Many women who are overweight have high levels of estrogen because the estrogen is stored in fat cells. This is why food and nutrients are such an important part of healing individuals plagued with PCOS. As I experienced, many women with PCOS also experience sugar cravings because their blood sugar levels fall, deregulating their insulin which then cannot compensate to create a healthy balance. In response, our bodies crave sugar to artificially find stability, thus creating a vicious cycle. Notably, most women with PCOS also have Candida or high yeast levels in their bodies since Cadida feeds off of sugar, yeast, carbs and all the other junk that has become standard in the American diet.

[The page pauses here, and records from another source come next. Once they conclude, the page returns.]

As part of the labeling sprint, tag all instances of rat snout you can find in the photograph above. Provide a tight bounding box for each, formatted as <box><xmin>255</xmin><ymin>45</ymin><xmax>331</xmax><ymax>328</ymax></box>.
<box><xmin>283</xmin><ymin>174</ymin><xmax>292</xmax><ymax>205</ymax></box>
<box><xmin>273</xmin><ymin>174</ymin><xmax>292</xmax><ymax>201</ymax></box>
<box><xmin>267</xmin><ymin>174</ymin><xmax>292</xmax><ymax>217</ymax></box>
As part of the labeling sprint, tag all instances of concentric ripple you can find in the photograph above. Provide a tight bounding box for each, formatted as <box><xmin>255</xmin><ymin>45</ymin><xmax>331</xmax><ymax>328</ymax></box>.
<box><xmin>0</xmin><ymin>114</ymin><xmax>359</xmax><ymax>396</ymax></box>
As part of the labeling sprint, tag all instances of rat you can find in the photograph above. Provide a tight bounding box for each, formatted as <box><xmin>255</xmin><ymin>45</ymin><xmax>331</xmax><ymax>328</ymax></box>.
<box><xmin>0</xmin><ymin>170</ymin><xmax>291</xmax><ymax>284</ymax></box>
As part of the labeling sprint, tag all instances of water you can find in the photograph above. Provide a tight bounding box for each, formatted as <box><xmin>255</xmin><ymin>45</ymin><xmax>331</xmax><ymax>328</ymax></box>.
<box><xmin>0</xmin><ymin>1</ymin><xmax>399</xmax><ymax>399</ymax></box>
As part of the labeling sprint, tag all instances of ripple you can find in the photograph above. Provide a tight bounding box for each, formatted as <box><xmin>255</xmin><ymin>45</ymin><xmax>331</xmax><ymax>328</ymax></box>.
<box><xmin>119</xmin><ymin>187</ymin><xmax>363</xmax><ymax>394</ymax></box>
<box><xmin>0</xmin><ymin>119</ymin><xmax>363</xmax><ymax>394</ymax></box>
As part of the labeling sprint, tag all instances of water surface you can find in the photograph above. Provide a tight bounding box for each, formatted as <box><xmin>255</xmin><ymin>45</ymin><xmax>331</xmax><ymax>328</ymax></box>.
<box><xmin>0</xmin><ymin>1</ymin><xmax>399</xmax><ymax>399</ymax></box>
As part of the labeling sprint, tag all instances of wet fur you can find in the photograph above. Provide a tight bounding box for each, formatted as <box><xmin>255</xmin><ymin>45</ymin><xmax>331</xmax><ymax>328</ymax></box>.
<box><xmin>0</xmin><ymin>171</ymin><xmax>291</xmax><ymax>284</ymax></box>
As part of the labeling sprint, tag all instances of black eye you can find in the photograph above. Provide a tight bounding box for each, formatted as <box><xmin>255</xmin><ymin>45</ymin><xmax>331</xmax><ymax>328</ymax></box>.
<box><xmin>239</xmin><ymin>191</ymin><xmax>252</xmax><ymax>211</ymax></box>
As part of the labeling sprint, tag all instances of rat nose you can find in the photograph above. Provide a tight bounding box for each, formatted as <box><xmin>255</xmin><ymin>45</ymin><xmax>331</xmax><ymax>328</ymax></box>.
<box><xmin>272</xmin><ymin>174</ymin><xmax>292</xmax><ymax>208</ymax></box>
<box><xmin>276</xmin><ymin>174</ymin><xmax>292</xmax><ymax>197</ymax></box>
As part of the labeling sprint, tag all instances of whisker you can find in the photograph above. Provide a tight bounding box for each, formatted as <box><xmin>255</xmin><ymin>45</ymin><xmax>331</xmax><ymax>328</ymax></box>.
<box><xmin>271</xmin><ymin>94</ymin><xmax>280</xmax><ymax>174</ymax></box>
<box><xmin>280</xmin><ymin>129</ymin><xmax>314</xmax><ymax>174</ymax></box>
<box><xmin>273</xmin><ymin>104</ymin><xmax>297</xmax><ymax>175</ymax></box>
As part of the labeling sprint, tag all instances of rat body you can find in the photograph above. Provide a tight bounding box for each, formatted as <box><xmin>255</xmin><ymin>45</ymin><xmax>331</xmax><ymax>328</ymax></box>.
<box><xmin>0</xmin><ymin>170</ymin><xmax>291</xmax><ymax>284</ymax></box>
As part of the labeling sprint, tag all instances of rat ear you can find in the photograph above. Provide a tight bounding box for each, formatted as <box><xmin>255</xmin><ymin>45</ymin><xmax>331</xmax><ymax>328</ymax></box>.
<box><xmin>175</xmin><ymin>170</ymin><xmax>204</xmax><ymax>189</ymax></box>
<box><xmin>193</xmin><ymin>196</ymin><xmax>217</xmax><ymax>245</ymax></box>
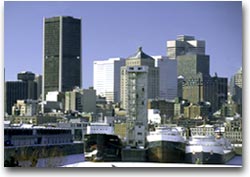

I use Natural Progesterone Cream prescribed by my Integrative M.D. I also take B Vitamins (especially B6) along with essential fatty acids, ground flax seeds and flax oils. There is a common practice requiring the use of ground sesame and flax seeds along with flax and evening primrose oils over the course of two different time periods of the woman’s cycle (days 1-14 and days 15-28) in order to encourage a regular cycle. The biggest change to make is dietary; whole, organic foods should be consumed every day. Additionally, I had to cut out all sugar, grains and any conventional products to support a healthy hormone balance. By adding organic whole foods you can help your hormones get back on track.
The best advice I can offer, from experience, is to avoid pharmaceutical/conventional treatments such as birth control pills. I love working with my Integrative M.D. and I suggest looking for a naturopath doctor that can help along with lots of rest and meditation.
I am not a doctor; my protocol was handled by Dr. Allan Warshowsky of Rye, New York. This information is not intended to cure or diagnose anyone. This is simply the protocol that I followed for my PCOS. Please consult your medical doctor for treatment. It is essential to work with a nutritionist and an Integrative M.D. because I am sharing general information that is not intended to be medical advice. This information is only given for informational purposes.